Translation:You do not need it, and neither do we.

February 13, 2013



Why is the "it" translated to a "en" instead of a "le"? I would have thought the sentence should be" Tu ne l'as bas besoin, et nous non plus."


"en" is a special pronoun that replaced "de + noun" where the noun is something previously mentioned (i.e. the "it" in the English sentence).

Info: http://french.about.com/od/grammar/a/pron_adverbial_2.htm


This sentence has been here for five years and it still has not been answered. I have learned through Duo that "en" means "some" or "some of them" and le / la / l' means it. Can someone please explain to me where the "it" part of this sentence comes from. Thanks in advance.


Just read the very first comment and the response, both of them from five years ago on this page.

I am not sure how you arrived at the conclusion your question hasn't been answered in five years.


In English, it would be "neither do we"


That is now the translation on the top of this comments column. 4/17/14


this makes little sense in english - Would "You do not need it, and nor do we?" work?
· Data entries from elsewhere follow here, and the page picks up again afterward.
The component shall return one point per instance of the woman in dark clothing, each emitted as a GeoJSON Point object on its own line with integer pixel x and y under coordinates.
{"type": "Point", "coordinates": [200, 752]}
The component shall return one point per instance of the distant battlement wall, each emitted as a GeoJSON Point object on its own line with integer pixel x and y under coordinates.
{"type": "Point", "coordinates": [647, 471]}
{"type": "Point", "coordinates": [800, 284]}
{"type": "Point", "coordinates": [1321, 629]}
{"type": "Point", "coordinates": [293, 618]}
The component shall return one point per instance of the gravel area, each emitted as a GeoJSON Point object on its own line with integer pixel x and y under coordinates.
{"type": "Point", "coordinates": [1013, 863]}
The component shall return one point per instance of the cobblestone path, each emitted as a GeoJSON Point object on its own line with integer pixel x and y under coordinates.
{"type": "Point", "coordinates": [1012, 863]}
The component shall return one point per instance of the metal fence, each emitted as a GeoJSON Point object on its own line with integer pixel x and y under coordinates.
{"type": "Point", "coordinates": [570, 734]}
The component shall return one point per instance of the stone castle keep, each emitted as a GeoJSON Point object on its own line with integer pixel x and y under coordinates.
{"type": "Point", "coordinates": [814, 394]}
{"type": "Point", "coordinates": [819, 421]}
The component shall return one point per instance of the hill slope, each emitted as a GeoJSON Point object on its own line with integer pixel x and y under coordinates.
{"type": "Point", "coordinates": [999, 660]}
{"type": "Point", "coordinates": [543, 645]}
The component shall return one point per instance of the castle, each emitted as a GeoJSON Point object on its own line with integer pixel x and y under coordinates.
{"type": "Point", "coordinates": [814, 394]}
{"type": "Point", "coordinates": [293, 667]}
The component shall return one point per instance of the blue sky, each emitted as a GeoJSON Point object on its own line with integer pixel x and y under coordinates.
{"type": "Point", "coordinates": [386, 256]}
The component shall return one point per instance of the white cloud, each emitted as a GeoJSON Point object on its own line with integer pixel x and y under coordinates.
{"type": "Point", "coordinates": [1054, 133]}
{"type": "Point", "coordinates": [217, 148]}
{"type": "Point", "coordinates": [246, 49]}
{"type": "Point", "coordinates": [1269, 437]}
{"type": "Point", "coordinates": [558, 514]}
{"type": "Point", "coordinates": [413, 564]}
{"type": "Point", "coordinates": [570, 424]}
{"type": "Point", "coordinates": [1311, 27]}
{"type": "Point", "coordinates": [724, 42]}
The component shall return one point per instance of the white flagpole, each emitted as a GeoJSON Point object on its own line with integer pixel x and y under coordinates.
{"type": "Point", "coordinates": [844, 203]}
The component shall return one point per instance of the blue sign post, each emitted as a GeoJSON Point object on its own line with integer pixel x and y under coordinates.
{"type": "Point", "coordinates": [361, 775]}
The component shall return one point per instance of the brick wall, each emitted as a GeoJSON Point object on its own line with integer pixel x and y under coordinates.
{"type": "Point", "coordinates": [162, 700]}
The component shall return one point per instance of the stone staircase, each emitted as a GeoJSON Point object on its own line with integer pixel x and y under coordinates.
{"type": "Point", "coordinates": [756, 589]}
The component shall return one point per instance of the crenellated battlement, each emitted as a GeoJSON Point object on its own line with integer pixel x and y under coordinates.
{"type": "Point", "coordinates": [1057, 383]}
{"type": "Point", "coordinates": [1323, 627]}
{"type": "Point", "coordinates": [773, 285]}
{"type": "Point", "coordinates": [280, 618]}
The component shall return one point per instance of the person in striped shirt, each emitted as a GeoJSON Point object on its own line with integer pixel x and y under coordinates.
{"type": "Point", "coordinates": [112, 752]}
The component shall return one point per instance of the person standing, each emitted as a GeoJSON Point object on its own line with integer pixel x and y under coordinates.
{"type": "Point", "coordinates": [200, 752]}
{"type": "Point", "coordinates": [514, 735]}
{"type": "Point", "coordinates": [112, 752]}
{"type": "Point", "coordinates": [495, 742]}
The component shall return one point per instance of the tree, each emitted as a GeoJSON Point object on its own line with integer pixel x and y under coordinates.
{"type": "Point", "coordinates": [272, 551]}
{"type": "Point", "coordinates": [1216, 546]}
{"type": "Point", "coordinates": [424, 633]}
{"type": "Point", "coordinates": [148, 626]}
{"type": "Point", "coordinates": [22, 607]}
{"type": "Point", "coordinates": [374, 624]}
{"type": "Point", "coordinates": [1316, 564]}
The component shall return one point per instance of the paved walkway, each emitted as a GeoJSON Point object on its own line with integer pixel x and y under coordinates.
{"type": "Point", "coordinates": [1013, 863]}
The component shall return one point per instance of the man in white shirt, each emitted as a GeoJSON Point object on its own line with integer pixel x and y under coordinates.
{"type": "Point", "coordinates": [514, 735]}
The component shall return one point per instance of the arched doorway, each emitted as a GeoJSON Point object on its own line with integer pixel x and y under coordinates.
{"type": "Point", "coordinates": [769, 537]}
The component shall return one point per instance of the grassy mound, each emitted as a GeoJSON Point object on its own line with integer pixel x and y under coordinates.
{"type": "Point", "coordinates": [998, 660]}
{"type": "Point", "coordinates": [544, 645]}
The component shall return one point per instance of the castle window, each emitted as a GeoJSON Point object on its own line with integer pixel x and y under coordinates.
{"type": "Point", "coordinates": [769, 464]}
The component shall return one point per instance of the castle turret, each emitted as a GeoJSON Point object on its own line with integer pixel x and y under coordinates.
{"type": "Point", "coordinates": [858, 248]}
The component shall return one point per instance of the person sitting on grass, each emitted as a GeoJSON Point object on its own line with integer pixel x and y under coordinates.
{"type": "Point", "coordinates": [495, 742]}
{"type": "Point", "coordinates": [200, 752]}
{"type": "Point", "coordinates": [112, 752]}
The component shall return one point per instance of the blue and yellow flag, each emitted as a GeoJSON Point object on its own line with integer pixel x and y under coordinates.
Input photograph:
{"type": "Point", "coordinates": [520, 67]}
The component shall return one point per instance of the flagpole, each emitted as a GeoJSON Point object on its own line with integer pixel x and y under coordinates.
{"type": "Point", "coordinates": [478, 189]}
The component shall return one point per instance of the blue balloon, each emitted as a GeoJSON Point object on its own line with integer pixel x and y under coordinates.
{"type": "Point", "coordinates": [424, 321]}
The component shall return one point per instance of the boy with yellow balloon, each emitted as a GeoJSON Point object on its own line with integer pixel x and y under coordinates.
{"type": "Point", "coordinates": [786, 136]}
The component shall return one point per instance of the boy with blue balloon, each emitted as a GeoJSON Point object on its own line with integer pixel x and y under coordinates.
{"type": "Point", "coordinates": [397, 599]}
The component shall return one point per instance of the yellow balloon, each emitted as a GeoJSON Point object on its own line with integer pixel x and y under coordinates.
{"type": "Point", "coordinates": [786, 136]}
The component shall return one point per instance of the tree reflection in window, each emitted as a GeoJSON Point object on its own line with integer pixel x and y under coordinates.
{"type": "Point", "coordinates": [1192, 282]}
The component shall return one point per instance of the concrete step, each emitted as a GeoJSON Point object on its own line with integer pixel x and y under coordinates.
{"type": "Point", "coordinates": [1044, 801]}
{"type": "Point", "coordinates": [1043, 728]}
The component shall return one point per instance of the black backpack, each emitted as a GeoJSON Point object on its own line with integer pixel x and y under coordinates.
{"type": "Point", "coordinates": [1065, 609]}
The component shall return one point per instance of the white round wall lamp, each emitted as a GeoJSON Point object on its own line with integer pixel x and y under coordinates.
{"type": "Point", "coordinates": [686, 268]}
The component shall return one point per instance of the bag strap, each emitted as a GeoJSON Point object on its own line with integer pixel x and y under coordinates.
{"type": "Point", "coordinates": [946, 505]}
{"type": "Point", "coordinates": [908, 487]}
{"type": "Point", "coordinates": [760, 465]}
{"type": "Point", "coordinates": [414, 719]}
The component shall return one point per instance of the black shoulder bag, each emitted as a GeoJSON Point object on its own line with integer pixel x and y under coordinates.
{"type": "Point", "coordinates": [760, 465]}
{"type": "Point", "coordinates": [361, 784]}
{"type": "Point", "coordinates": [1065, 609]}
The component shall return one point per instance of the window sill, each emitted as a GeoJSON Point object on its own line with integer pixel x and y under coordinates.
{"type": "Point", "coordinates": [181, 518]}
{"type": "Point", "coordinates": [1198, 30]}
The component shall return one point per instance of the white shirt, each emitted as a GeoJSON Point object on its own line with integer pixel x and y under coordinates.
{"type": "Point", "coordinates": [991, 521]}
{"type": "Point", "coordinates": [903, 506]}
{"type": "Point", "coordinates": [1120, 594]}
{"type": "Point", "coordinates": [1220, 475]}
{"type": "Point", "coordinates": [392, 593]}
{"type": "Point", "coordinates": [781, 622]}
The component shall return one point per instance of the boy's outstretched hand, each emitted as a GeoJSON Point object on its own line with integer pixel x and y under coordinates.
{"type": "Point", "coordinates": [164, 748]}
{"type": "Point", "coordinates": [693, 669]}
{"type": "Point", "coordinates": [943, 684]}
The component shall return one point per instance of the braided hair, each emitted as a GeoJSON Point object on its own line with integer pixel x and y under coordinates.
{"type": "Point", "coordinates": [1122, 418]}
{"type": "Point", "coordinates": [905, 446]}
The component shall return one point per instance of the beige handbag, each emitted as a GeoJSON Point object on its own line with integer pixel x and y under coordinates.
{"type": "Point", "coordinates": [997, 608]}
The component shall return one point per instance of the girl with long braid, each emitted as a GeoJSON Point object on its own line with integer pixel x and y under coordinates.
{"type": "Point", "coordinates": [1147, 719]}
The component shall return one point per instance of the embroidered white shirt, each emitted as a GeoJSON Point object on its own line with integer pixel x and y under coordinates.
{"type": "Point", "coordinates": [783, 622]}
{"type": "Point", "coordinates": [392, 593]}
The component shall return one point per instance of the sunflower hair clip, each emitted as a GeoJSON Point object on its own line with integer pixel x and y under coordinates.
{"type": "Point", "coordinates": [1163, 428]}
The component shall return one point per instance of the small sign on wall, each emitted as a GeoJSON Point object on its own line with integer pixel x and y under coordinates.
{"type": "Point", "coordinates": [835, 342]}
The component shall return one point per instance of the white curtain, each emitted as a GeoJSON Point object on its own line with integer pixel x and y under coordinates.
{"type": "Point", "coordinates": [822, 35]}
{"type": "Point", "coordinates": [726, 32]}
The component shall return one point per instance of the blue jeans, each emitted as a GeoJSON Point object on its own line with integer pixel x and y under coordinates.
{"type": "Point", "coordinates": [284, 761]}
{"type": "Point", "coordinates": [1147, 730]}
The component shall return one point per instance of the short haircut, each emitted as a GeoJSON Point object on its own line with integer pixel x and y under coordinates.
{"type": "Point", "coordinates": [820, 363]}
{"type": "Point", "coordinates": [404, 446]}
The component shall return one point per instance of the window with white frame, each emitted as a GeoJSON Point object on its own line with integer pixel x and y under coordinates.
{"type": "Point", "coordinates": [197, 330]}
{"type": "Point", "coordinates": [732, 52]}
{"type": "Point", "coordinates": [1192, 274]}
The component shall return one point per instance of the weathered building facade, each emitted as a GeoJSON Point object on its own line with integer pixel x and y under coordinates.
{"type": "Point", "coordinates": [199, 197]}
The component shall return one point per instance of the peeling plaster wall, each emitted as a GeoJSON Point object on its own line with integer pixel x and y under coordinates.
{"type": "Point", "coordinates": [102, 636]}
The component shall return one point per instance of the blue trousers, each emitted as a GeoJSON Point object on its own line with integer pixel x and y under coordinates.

Yes, 'nor do we' does work here, but it sounds rather formal and old-fashioned. In everyday conversation 'neither do we' would be more normal. The way duolingo has it, "nor need we", is very awkward. I can't imagine it ever being used.


I use "nor to we" I think. Either way, it should be correct.


To need something is avoir besoin de quelque chose. In this sentence the thing needed is replaced by a pronoun which in French goes before the verb. But you still need the "of". So instead of "it" you need "of it", which is en.


'and nor need we' WHAT?


I translated it as you do not need SOME, and got it wrong, so now I'm wondering how you would say that. I tried google translate, and it failed miserably.


Maybe it's just because, in the negative, 'any' would usually be used, rather than 'some'. :) "You need some." "You do not need any."


Hmm... good point. I was trying to come up with scenarios in which "some" would work but not "any", but "any" does work better.


My 'You have no need of it, and neither do we' was given wrong. Can anyone point out to me why this is so?